The HOA filed a lawsuit against State Farm in federal court, claiming that the denial of coverage was unjustified because it overlooked extrinsic facts that could have triggered coverage. State Farm responded by moving to dismiss, contending that the HOA had failed to demonstrate that any “wrongful acts” had occurred to warrant coverage. 

The District Court denied State Farm’s motion, holding that Aztec’s breach of contract claim was not “necessarily disqualified from coverage” because the D&O endorsement did not expressly exclude contractual liabilities from coverage. The Court found that the extrinsic evidence known to the insurer suggested that the HOA’s treasurer “committed an error, omission, neglect, or breach of duty arising out of his official capacity to process payments,” which constituted a “wrongful act,” in failing to recognize the spoofed email address and transmitting payment to the wrong bank account. But for that mistake, the Court reasoned, Aztec would have received payment and the HOA would not have incurred the claimed losses.   

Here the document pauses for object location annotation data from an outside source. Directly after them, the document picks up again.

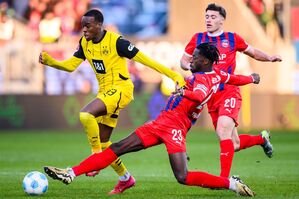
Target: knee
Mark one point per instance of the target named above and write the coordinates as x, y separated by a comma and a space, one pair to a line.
181, 178
224, 131
116, 148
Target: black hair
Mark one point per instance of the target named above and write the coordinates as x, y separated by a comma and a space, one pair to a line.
98, 16
218, 8
209, 51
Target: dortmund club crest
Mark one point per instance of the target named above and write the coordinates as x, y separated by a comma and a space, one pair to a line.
105, 50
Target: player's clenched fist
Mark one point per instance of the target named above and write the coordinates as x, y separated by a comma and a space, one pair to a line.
256, 78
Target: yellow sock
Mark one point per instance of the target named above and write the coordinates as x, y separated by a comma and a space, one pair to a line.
117, 164
92, 130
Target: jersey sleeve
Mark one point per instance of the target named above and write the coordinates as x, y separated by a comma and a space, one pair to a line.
125, 48
241, 44
199, 92
191, 45
79, 53
237, 80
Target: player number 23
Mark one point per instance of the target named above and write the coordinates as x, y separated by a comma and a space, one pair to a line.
177, 135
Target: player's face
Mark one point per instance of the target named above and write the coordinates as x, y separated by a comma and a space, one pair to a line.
197, 62
91, 28
214, 21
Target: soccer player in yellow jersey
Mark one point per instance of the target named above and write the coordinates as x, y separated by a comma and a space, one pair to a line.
107, 52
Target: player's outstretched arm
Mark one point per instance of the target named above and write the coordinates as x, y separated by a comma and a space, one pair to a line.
185, 62
68, 65
147, 61
262, 56
237, 80
240, 80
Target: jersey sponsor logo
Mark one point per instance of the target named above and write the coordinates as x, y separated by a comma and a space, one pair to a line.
224, 43
105, 50
131, 47
99, 66
222, 57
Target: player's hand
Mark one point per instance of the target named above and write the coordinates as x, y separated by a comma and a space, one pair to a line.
275, 58
40, 60
179, 91
256, 78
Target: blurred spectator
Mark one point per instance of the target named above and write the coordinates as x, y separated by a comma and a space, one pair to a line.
278, 17
142, 18
50, 28
66, 13
259, 9
6, 22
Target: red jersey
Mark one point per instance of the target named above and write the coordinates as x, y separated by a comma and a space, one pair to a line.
184, 110
227, 43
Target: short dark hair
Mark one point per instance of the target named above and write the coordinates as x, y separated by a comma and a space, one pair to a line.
98, 16
209, 51
218, 8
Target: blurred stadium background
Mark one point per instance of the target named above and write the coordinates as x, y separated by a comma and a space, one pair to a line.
36, 97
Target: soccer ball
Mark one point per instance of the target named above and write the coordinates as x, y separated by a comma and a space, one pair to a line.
35, 183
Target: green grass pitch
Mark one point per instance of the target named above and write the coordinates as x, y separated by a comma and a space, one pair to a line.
22, 152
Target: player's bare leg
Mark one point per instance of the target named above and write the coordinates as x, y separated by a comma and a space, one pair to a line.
224, 130
88, 116
98, 134
126, 180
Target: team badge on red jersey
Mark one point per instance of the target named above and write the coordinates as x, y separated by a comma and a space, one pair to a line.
224, 43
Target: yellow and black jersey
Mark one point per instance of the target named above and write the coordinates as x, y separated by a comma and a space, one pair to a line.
108, 59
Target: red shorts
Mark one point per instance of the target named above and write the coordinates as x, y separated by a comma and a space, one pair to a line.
226, 103
160, 131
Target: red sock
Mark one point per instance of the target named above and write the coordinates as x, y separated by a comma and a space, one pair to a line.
95, 162
226, 157
250, 140
203, 179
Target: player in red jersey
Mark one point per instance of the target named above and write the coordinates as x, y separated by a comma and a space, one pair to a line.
182, 108
225, 105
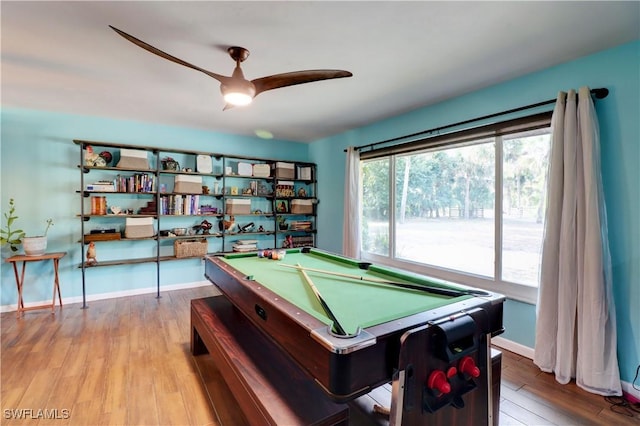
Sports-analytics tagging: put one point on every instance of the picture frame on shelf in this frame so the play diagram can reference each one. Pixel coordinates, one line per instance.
(282, 206)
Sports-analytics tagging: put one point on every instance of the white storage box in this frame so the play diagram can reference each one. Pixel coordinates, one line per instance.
(139, 227)
(301, 207)
(238, 206)
(261, 170)
(204, 164)
(188, 184)
(245, 169)
(133, 159)
(284, 170)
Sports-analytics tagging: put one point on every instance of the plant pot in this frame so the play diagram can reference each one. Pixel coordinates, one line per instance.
(34, 246)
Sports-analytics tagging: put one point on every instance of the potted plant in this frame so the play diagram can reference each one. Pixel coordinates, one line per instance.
(8, 236)
(36, 246)
(282, 223)
(33, 246)
(169, 163)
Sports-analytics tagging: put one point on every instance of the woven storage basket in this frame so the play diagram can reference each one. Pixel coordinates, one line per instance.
(190, 248)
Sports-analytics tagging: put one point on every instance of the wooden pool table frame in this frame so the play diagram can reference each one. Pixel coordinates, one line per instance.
(344, 372)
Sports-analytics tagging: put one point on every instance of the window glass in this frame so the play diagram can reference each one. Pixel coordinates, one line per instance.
(375, 206)
(445, 208)
(429, 205)
(525, 160)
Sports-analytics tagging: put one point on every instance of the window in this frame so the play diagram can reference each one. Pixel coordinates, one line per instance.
(431, 207)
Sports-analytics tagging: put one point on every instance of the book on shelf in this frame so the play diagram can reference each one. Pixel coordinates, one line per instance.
(179, 204)
(139, 182)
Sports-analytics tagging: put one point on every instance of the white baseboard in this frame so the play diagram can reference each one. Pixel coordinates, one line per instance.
(112, 295)
(628, 389)
(527, 352)
(512, 346)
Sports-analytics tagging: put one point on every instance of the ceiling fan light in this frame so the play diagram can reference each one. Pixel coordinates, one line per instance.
(237, 98)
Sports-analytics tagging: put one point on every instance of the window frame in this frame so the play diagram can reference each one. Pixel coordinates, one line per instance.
(496, 131)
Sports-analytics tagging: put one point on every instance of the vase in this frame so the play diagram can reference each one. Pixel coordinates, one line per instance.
(34, 246)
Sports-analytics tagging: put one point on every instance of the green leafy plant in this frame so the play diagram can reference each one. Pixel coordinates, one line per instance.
(13, 237)
(49, 224)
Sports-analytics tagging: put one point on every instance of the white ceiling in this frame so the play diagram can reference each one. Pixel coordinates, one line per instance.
(62, 56)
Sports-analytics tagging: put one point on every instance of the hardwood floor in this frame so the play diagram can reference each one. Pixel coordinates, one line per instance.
(127, 361)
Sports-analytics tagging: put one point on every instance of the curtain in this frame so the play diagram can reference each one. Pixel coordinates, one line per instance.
(351, 226)
(576, 326)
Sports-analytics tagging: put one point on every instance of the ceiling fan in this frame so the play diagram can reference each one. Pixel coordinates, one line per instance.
(237, 90)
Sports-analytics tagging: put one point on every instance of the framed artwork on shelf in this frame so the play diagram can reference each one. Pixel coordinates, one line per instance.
(282, 206)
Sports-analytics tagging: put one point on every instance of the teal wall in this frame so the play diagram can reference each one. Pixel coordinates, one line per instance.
(39, 160)
(618, 70)
(38, 163)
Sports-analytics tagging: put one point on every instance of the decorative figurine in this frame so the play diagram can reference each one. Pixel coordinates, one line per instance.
(227, 225)
(91, 254)
(205, 226)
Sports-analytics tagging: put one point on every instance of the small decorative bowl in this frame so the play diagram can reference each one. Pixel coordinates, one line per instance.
(180, 231)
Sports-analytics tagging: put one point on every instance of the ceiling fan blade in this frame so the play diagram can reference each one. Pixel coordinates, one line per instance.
(297, 77)
(221, 78)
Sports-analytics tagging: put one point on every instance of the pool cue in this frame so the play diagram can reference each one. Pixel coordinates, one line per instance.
(427, 288)
(326, 308)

The Court took a nuanced approach in Bridlewood. While it did not determine that there was coverage under the D&O endorsement, it concluded that the facts at hand could not definitively rule it out. In making this determination, the Court considered not only the accusations in the underlying complaint but also external facts within State Farm’s purview. These included the contents of an email chain between the fraudster and the treasurer, submitted with the policyholder’s tender letter, as well as various “discovery exchanges” in the underlying action regarding the cause of the treasurer’s erroneous payment. The Court also differentiated the HOA’s conduct from Aug. Ent., Inc. v. Philadelphia Indemnity Insurance Company, Co., 146 Cal.App. 4th 565 (2nd Dist. 2007) and other similar cases where the insured “intentionally entered into a contract, decided not to make payment on it, and looked to its D&O insurer for a bailout.” 

Presently, most California cases evaluating coverage for cyber fraud claims involve policies with “computer fraud” provisions. See e.g. Earnst and Haas Mgmt. Co., Inc. v. Hiscox, Inc., 23 F.4th 1195 (9th Cir. 2022) The Bridlewood decision may indicate that such claims could also be covered under D&O policies and serves as yet another example that, under California law, an insurer’s duty to defend is not solely determined by the allegations in the underlying complaint but may also hinge on additional “extrinsic facts known to the insurer.”